Kévin s’en va et je reprends mon calme. Un autre esclave s’avance vers moi. Il est plutôt propre sur lui. Un charme se dégage de son visage. Il semble avoir mon âge. Je dois rentrer dans mon rôle et me montrer supérieure et impudente.
— Madame, j’ai vu que vous étiez très proche de la femme de mon Maître.
— Qui êtes-vous pour m’aborder ainsi ? Je ne suis pas comme les catins de votre Maître. Je suis une Rose Éternelle.
— Oui, Madame, je le sais. C’est pour cela que je vous propose mes services.
— Vos services ? Que ferais-je d’un esclave appartenant à un autre ?
— Je pourrais vous donner des nouvelles de la femme de mon Maître et peut-être même vous aidez à la revoir ?
L’occasion paraît trop belle pour être vraie, mais je ne peux pas abandonner ma mère. Je sais que le risque est grand, mais je ne pourrais jamais oublier mes parents et laisser l’un d’eux dans la détresse. Et peut-être que cette esclave est digne de confiance. Il faut que j’essaie. Je dois saisir toutes les opportunités pour obtenir ce que je veux.
— Comment ? Par quel moyen ? Et comment puis-je être sûre que tout cela n’est pas un piège tendu par votre Maître ?
— Il existe un réseau de cryptage pour les esclaves.
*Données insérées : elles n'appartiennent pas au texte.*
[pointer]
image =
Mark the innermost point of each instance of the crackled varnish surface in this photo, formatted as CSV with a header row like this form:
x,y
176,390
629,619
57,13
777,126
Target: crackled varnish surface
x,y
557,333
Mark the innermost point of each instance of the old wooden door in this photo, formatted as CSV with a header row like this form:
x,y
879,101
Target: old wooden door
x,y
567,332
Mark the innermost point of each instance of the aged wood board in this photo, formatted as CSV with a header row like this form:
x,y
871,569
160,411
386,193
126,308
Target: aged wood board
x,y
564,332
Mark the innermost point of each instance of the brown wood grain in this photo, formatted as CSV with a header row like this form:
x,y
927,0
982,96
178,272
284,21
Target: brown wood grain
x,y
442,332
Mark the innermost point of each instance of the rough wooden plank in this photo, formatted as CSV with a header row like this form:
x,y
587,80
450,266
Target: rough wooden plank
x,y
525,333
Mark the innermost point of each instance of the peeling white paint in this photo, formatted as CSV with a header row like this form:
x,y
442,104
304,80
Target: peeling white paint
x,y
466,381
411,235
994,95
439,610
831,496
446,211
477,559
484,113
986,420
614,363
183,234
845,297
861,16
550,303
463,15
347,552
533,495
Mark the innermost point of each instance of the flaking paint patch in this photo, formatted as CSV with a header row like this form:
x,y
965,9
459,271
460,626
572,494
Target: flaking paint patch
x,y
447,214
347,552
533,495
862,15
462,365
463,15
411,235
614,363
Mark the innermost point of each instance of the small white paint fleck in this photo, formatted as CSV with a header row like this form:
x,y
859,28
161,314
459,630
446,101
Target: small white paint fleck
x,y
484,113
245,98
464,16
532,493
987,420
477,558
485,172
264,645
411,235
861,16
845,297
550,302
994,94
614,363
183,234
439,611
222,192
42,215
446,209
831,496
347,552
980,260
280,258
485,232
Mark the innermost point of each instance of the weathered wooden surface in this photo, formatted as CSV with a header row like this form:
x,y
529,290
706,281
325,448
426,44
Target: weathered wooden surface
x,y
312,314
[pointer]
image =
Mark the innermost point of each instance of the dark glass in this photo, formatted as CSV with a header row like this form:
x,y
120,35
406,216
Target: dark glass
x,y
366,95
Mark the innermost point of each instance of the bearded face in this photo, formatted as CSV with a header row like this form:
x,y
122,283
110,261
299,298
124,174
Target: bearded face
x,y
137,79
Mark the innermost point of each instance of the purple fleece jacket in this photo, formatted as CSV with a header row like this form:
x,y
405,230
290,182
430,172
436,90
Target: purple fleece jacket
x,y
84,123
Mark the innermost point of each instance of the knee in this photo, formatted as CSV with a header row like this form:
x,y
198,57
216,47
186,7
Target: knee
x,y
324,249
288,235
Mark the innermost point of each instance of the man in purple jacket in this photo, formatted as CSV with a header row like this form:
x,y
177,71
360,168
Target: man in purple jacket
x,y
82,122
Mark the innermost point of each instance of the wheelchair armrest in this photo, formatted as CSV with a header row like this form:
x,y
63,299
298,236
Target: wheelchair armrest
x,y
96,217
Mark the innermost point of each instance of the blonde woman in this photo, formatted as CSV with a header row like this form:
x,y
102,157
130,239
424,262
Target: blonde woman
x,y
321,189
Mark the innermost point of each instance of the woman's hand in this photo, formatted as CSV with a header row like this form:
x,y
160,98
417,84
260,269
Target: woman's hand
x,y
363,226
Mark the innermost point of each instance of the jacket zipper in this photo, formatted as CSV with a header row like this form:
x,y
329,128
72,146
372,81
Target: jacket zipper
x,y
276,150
Vous pouvez vous connecter à n’importe quel ordinateur et vos faits et gestes ne seront pas suivis. Chacun à son pseudonyme, le mien est RatusVerdus. Je vous écris la procédure et vous la transmettrais avant la fin de la vente.
— Que voulez-vous en échange ?
— Comme tout esclave, je sais la vie offerte par M. Leconoistre. Je veux cette vie. Je veux être libre.
Tout ça est très dangereux, mais que pourrais-je faire d’autre ? Dénier ma mère, la laisser à son triste sort et vivre une vie paisible et heureuse, sans en souffrir. Je n’ai aucun repère dans ce monde à part elle. Je ferais tout pour l’avoir à mes côtés.
— Je vais réfléchir à votre proposition. Apportez-moi les informations.
L’esclave s’en va et je réfléchis à un plan pour sauver ma mère.